BANGKOK (Reuters) - A skull fragment found in a scorched oil drum dumped in a reservoir in Thailand belongs to a prominent ethnic minority rights activist who went missing in 2014, Thailand’s Department of Special Investigation (DSI) said on Tuesday.
Pholachi “Billy” Rakchongcharoen, an ethnic Karen land rights activist, was last seen on April 17, 2014, when he was detained by national park authorities at the Kaeng Krachan National Park in Petchaburi province, south of the capital, Bangkok.
Two pieces of bone fragment with burn marks were found in a 200-litre oil drum, submerged near Kaeng Krachan dam in May as authorities searched for evidence after years of fruitless investigation.
DNA taken from Pholachi’s mother showed the bone fragments came from her son, Korawat Panpraphakorn, deputy director of the DSI told a news conference.

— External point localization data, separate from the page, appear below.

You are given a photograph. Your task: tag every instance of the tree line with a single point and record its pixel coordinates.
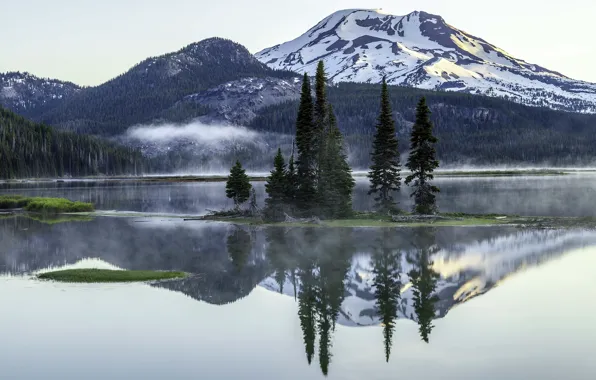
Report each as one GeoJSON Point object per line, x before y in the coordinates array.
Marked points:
{"type": "Point", "coordinates": [473, 129]}
{"type": "Point", "coordinates": [320, 183]}
{"type": "Point", "coordinates": [30, 150]}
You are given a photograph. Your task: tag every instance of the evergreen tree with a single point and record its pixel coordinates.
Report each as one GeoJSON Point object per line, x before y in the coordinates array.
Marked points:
{"type": "Point", "coordinates": [321, 119]}
{"type": "Point", "coordinates": [238, 185]}
{"type": "Point", "coordinates": [276, 188]}
{"type": "Point", "coordinates": [387, 267]}
{"type": "Point", "coordinates": [384, 172]}
{"type": "Point", "coordinates": [422, 161]}
{"type": "Point", "coordinates": [336, 183]}
{"type": "Point", "coordinates": [305, 142]}
{"type": "Point", "coordinates": [254, 207]}
{"type": "Point", "coordinates": [291, 186]}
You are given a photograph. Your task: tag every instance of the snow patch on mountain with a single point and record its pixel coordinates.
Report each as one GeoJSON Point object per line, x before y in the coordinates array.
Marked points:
{"type": "Point", "coordinates": [422, 50]}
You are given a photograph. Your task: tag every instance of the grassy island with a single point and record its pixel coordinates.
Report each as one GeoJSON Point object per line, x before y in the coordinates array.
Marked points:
{"type": "Point", "coordinates": [106, 275]}
{"type": "Point", "coordinates": [43, 205]}
{"type": "Point", "coordinates": [369, 219]}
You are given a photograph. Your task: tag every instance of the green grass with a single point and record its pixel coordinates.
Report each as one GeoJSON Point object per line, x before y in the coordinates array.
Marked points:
{"type": "Point", "coordinates": [43, 205]}
{"type": "Point", "coordinates": [105, 275]}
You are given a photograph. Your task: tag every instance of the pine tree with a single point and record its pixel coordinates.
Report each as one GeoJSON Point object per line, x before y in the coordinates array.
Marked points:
{"type": "Point", "coordinates": [321, 118]}
{"type": "Point", "coordinates": [384, 172]}
{"type": "Point", "coordinates": [276, 188]}
{"type": "Point", "coordinates": [422, 161]}
{"type": "Point", "coordinates": [336, 183]}
{"type": "Point", "coordinates": [238, 185]}
{"type": "Point", "coordinates": [291, 186]}
{"type": "Point", "coordinates": [305, 140]}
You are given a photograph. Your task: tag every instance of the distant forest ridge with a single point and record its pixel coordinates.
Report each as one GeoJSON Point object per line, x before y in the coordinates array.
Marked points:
{"type": "Point", "coordinates": [31, 150]}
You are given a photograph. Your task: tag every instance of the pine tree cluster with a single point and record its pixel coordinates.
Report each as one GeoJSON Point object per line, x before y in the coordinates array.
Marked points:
{"type": "Point", "coordinates": [320, 183]}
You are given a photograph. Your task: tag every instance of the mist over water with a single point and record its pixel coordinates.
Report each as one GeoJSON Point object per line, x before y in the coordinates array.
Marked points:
{"type": "Point", "coordinates": [208, 134]}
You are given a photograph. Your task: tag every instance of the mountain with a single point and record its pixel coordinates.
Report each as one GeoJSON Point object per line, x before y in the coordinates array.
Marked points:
{"type": "Point", "coordinates": [422, 50]}
{"type": "Point", "coordinates": [472, 129]}
{"type": "Point", "coordinates": [30, 150]}
{"type": "Point", "coordinates": [29, 95]}
{"type": "Point", "coordinates": [153, 86]}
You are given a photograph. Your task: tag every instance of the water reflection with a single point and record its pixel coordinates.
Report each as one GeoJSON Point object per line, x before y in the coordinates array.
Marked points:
{"type": "Point", "coordinates": [513, 195]}
{"type": "Point", "coordinates": [351, 277]}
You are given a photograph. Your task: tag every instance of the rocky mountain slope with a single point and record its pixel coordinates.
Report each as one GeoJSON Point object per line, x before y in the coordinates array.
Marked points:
{"type": "Point", "coordinates": [422, 50]}
{"type": "Point", "coordinates": [29, 95]}
{"type": "Point", "coordinates": [149, 89]}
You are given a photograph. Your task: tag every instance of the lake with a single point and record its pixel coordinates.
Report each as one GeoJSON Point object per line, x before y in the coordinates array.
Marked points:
{"type": "Point", "coordinates": [302, 303]}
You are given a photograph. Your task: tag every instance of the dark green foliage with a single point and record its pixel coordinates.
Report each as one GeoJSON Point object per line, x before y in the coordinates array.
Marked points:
{"type": "Point", "coordinates": [106, 275]}
{"type": "Point", "coordinates": [276, 188]}
{"type": "Point", "coordinates": [335, 175]}
{"type": "Point", "coordinates": [305, 142]}
{"type": "Point", "coordinates": [424, 281]}
{"type": "Point", "coordinates": [472, 129]}
{"type": "Point", "coordinates": [238, 185]}
{"type": "Point", "coordinates": [422, 161]}
{"type": "Point", "coordinates": [384, 172]}
{"type": "Point", "coordinates": [152, 88]}
{"type": "Point", "coordinates": [239, 246]}
{"type": "Point", "coordinates": [30, 150]}
{"type": "Point", "coordinates": [387, 267]}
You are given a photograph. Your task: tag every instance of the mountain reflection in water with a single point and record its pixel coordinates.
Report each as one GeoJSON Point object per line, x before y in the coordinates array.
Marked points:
{"type": "Point", "coordinates": [353, 277]}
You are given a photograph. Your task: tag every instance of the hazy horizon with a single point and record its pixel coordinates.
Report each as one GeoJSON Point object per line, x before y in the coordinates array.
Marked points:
{"type": "Point", "coordinates": [88, 43]}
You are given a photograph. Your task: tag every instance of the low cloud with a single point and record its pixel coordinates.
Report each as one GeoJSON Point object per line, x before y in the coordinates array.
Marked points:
{"type": "Point", "coordinates": [195, 131]}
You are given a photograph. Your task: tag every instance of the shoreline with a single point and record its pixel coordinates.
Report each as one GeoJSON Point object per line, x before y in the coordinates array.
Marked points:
{"type": "Point", "coordinates": [260, 177]}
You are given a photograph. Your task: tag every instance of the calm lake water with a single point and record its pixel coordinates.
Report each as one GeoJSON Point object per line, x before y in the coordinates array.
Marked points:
{"type": "Point", "coordinates": [570, 195]}
{"type": "Point", "coordinates": [300, 303]}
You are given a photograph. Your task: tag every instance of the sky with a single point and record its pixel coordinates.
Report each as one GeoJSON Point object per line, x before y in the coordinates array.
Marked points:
{"type": "Point", "coordinates": [89, 42]}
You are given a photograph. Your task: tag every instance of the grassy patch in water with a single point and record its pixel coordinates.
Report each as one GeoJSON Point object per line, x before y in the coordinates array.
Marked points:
{"type": "Point", "coordinates": [43, 205]}
{"type": "Point", "coordinates": [106, 275]}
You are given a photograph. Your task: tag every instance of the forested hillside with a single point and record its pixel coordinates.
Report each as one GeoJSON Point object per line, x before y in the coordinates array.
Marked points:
{"type": "Point", "coordinates": [471, 129]}
{"type": "Point", "coordinates": [146, 91]}
{"type": "Point", "coordinates": [30, 150]}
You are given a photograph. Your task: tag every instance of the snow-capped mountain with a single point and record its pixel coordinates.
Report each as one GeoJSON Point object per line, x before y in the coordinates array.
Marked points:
{"type": "Point", "coordinates": [29, 95]}
{"type": "Point", "coordinates": [422, 50]}
{"type": "Point", "coordinates": [465, 270]}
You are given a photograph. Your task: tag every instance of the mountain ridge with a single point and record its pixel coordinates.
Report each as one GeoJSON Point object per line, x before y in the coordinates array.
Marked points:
{"type": "Point", "coordinates": [422, 50]}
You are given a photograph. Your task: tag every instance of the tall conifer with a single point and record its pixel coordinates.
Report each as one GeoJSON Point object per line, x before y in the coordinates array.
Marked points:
{"type": "Point", "coordinates": [422, 161]}
{"type": "Point", "coordinates": [306, 160]}
{"type": "Point", "coordinates": [276, 189]}
{"type": "Point", "coordinates": [385, 170]}
{"type": "Point", "coordinates": [336, 182]}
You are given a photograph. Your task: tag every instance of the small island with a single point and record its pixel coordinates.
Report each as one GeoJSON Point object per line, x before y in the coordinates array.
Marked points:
{"type": "Point", "coordinates": [43, 205]}
{"type": "Point", "coordinates": [108, 275]}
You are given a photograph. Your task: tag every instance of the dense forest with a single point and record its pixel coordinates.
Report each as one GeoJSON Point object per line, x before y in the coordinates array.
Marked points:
{"type": "Point", "coordinates": [471, 129]}
{"type": "Point", "coordinates": [30, 150]}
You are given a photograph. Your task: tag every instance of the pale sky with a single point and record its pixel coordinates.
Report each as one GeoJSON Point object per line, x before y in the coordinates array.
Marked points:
{"type": "Point", "coordinates": [91, 41]}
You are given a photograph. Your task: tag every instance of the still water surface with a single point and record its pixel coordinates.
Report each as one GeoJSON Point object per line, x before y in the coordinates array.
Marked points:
{"type": "Point", "coordinates": [492, 302]}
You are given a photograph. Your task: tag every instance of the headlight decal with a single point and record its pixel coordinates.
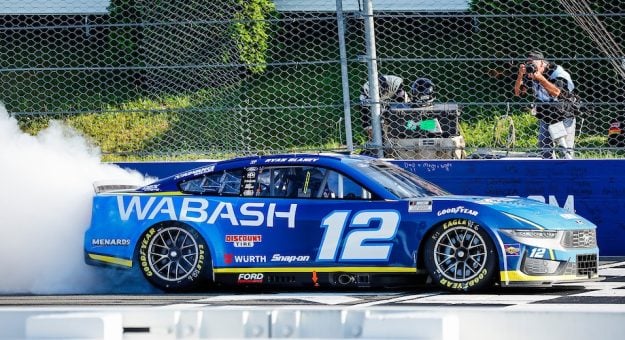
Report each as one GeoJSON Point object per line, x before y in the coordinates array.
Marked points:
{"type": "Point", "coordinates": [523, 220]}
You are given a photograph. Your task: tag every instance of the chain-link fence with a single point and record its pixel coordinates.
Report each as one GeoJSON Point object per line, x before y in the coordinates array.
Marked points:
{"type": "Point", "coordinates": [195, 79]}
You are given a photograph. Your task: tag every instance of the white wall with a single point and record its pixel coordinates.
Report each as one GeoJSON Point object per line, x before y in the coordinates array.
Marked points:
{"type": "Point", "coordinates": [378, 5]}
{"type": "Point", "coordinates": [53, 6]}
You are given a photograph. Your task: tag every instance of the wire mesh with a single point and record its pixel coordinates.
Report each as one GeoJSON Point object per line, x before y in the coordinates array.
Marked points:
{"type": "Point", "coordinates": [192, 79]}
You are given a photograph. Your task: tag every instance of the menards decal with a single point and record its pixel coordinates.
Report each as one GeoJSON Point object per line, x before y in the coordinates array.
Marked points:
{"type": "Point", "coordinates": [202, 210]}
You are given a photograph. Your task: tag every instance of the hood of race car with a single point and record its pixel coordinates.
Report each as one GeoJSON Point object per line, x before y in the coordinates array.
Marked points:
{"type": "Point", "coordinates": [533, 213]}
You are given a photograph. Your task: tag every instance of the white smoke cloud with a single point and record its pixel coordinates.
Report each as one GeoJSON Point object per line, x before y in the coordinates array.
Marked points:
{"type": "Point", "coordinates": [46, 190]}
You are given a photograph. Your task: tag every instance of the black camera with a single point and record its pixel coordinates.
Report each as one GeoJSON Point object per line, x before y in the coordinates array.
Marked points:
{"type": "Point", "coordinates": [530, 68]}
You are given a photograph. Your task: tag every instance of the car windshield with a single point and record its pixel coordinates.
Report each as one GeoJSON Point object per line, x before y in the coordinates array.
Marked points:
{"type": "Point", "coordinates": [398, 181]}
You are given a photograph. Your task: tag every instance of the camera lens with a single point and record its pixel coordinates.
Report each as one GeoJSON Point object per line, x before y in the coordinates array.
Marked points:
{"type": "Point", "coordinates": [530, 68]}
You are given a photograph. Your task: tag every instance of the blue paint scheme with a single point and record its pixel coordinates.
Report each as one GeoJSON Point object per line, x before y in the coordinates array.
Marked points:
{"type": "Point", "coordinates": [296, 223]}
{"type": "Point", "coordinates": [594, 189]}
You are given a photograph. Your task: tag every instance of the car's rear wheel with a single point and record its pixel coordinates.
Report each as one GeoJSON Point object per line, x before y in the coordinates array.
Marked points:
{"type": "Point", "coordinates": [459, 256]}
{"type": "Point", "coordinates": [173, 256]}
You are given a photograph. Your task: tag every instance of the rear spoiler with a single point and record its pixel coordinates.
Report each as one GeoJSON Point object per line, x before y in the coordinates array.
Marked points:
{"type": "Point", "coordinates": [102, 187]}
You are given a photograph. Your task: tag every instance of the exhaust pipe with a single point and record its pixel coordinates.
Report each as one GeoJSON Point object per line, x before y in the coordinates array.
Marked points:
{"type": "Point", "coordinates": [345, 279]}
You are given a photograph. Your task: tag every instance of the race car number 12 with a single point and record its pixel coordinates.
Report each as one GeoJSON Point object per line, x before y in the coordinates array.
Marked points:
{"type": "Point", "coordinates": [358, 244]}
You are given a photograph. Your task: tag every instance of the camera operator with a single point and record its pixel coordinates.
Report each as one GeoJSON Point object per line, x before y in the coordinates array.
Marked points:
{"type": "Point", "coordinates": [391, 91]}
{"type": "Point", "coordinates": [552, 88]}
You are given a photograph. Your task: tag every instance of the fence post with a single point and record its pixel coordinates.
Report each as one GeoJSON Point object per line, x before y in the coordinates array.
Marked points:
{"type": "Point", "coordinates": [345, 80]}
{"type": "Point", "coordinates": [374, 94]}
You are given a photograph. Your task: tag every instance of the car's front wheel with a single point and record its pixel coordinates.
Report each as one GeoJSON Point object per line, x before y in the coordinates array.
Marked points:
{"type": "Point", "coordinates": [459, 256]}
{"type": "Point", "coordinates": [173, 256]}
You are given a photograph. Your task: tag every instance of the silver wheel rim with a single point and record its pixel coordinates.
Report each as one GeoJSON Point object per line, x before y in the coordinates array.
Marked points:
{"type": "Point", "coordinates": [460, 254]}
{"type": "Point", "coordinates": [173, 254]}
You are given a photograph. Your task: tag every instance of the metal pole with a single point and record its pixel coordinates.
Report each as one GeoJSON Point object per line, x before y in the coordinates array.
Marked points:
{"type": "Point", "coordinates": [345, 81]}
{"type": "Point", "coordinates": [374, 94]}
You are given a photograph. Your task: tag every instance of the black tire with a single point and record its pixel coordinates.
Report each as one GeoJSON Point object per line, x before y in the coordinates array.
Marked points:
{"type": "Point", "coordinates": [173, 256]}
{"type": "Point", "coordinates": [459, 256]}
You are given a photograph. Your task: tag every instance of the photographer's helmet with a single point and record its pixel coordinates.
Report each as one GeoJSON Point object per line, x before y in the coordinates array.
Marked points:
{"type": "Point", "coordinates": [422, 91]}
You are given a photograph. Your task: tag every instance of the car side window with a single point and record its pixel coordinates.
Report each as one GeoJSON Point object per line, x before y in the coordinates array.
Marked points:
{"type": "Point", "coordinates": [343, 187]}
{"type": "Point", "coordinates": [221, 183]}
{"type": "Point", "coordinates": [301, 182]}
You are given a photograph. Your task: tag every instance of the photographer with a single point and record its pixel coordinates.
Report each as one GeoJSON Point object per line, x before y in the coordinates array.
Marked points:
{"type": "Point", "coordinates": [391, 91]}
{"type": "Point", "coordinates": [552, 88]}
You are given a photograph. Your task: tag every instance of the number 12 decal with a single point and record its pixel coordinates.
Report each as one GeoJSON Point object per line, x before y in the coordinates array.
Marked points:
{"type": "Point", "coordinates": [357, 242]}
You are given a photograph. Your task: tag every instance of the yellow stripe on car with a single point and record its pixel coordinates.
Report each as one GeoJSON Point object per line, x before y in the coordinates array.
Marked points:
{"type": "Point", "coordinates": [516, 276]}
{"type": "Point", "coordinates": [112, 260]}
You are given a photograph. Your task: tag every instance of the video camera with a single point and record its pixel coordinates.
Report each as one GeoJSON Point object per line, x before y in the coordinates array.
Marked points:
{"type": "Point", "coordinates": [530, 68]}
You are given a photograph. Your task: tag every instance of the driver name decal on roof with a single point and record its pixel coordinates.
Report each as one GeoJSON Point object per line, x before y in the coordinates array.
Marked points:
{"type": "Point", "coordinates": [202, 210]}
{"type": "Point", "coordinates": [195, 172]}
{"type": "Point", "coordinates": [292, 159]}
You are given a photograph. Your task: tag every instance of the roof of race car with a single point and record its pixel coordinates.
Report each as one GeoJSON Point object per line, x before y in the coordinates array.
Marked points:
{"type": "Point", "coordinates": [328, 159]}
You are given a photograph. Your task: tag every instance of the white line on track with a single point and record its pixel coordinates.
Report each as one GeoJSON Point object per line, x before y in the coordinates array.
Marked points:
{"type": "Point", "coordinates": [393, 300]}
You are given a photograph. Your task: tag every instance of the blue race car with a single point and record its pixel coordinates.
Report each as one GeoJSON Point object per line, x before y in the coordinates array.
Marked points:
{"type": "Point", "coordinates": [331, 220]}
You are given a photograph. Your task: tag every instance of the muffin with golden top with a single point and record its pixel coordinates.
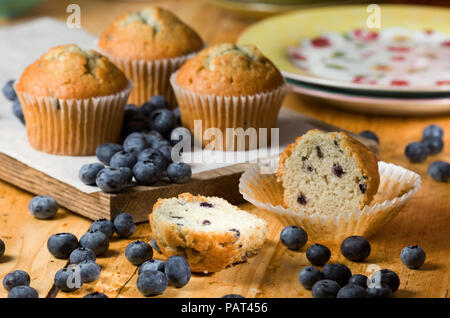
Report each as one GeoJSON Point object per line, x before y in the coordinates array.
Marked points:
{"type": "Point", "coordinates": [229, 86]}
{"type": "Point", "coordinates": [148, 46]}
{"type": "Point", "coordinates": [73, 100]}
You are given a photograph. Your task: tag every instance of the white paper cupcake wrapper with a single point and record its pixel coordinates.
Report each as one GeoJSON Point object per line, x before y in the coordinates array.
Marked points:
{"type": "Point", "coordinates": [222, 112]}
{"type": "Point", "coordinates": [73, 127]}
{"type": "Point", "coordinates": [397, 186]}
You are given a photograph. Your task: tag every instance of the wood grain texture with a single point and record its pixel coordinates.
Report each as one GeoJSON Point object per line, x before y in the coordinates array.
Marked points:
{"type": "Point", "coordinates": [273, 273]}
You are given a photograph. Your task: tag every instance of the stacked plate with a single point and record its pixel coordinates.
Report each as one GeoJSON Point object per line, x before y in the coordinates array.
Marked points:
{"type": "Point", "coordinates": [339, 56]}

“We found a piece of human bone which is part of a skull and based on a DNA test, it matches that of Billy’s mother,” Korawat said.
Twenty more bone fragments, which have not been tested, have since been discovered nearby, he said.
Korawat said that Pholachi was likely killed after he was abducted but the cause of death was not known. He declined to comment on any suspects, citing the investigation.
At the time of his disappearance, Pholachi was working with Karen communities on legal complaints against national park officials for the destruction and burning of houses and farms of families living in the park in a series of forest evictions.
The Karen are an ethnic minority many of whom live in communities in forests of northern and western Thailand, and over the b0rder in neighbouring Myanmar. Many Karen in Thailand are stateless.
Pholachi was detained by national park officials in 2014 for alleged illegal possession of a honey comb from wild bees.
Park officers say he was released after questioning but Pholachi’s family said he has disappeared without trace.
Pholachi’s disappearance is one of more than 80 enforced disappearance in Thailand since 1980, according to rights group.